Martha Casey, CEO of Volta, said in an interview Monday that the Halifax startup hub’s finances and community engagement levels are in good shape despite COVID-19.
Volta, which originated in 2013, provides office space as well as incubator and accelerator programs for startups. Casey was elevated to CEO in the spring of 2020, after a two-year stint as COO. She has shepherded the organization through a pivot to a hybrid business model that includes a mix of virtual and in-person services.
She said Volta has relied on community feedback to help tailor its offerings to the needs of the startup community, which have evolved thanks to the pandemic, and that continued demand for startup support services has left the company on solid financial footing.
“We did make some difficult changes,” she said. “And I think we're not alone. That was very early on. But our programming… didn't slow down.
“And in terms of [financial] sustainability, we're actually in a strong place.”

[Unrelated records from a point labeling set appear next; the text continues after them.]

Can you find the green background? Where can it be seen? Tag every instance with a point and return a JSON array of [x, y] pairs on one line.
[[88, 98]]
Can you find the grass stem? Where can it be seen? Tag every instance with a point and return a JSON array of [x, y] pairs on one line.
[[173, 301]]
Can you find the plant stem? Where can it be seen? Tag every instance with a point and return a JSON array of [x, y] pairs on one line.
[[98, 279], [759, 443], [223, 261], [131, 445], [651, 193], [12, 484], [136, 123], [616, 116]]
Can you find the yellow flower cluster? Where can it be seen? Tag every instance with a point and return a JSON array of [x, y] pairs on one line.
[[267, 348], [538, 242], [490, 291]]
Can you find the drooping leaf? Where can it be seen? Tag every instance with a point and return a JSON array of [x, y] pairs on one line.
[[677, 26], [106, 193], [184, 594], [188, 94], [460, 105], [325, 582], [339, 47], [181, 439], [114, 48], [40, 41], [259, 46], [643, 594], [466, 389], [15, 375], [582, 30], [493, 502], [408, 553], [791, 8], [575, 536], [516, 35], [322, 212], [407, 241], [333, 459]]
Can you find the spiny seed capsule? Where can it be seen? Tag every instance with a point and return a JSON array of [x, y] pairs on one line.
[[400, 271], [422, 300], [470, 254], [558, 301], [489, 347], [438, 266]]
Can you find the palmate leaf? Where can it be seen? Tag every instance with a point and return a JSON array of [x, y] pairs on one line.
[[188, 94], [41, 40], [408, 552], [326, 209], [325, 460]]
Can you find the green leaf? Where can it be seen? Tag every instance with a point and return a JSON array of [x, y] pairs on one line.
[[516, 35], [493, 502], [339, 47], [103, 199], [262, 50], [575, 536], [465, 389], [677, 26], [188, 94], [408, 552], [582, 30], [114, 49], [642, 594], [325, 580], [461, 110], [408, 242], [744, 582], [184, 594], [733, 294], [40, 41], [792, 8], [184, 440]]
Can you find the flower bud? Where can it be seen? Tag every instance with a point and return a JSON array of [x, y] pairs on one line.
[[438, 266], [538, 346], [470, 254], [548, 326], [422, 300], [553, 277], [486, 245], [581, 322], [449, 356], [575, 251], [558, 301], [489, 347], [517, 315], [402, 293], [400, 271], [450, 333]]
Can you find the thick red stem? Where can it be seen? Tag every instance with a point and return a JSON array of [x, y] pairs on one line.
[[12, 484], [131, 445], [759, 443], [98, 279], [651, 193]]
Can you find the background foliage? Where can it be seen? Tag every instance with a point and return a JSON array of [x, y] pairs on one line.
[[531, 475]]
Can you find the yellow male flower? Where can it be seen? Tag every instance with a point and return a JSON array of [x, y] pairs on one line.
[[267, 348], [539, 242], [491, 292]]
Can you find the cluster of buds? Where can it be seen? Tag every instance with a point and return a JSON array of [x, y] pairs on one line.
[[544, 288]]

When COVID-19 arrived in Nova Scotia and temporarily scuppered Volta’s founding premise of using shared office space to create networking opportunities, Casey’s team took much of its program offerings digital, including the Volta Cohort accelerator and pitch competitions.
The team also began holding weekly meetings with startup founders to seek feedback about what types of support entrepreneurs most needed.
A key takeaway from the meetings, Casey said, was that founders needed more personalized guidance than Volta’s standardized incubator offering could provide.
“What we found was that… rather than prescriptive programming, we needed to be very focused on getting founders the support they need when they need it,” she said.
“So, for example, those founders who recognized that they needed to shift their business plan or their approach, we made sure they had access to advising that could support that transition. And as we can see — you know, certainly it's the founder’s success, not ours — but we've seen a number of founders really come through much stronger.”
Volta’s services for its member companies now include expanded access to mentorship sessions with innovation economy luminaries. For example, Matt Cooper, co-founder of janitorial software startup Swept, was among Volta’s roster of mentors in the early days of COVID-19. He has since become chief innovation officer.
Now, after a lull, Volta’s physical office space is once again showing signs of life, with Casey banking on initiatives such as free coffee and snacks to draw people in.
Volta’s space on the Maritime Centre’s mezzanine level — where members can buy dedicated desk space for prices ranging from $100 to $200 monthly, compared to $30 for a co-working membership — is “fully subscribed," Casey said. And the lobby-level co-working facility is becoming steadily busier.
“In the last couple weeks, we’ve seen a big uptick,” she said.
The Maritime Centre’s second floor, where Volta leases space to larger companies like venture capital firm Concrete Ventures, is also once again fully occupied after the sale of software startup Manifold to British buyer Snyk left a brief void in January.
The new occupant of Manifold’s space is California-based FastSpring, which is using Volta to build out its Canadian team after buying e-commerce specialist SalesRight.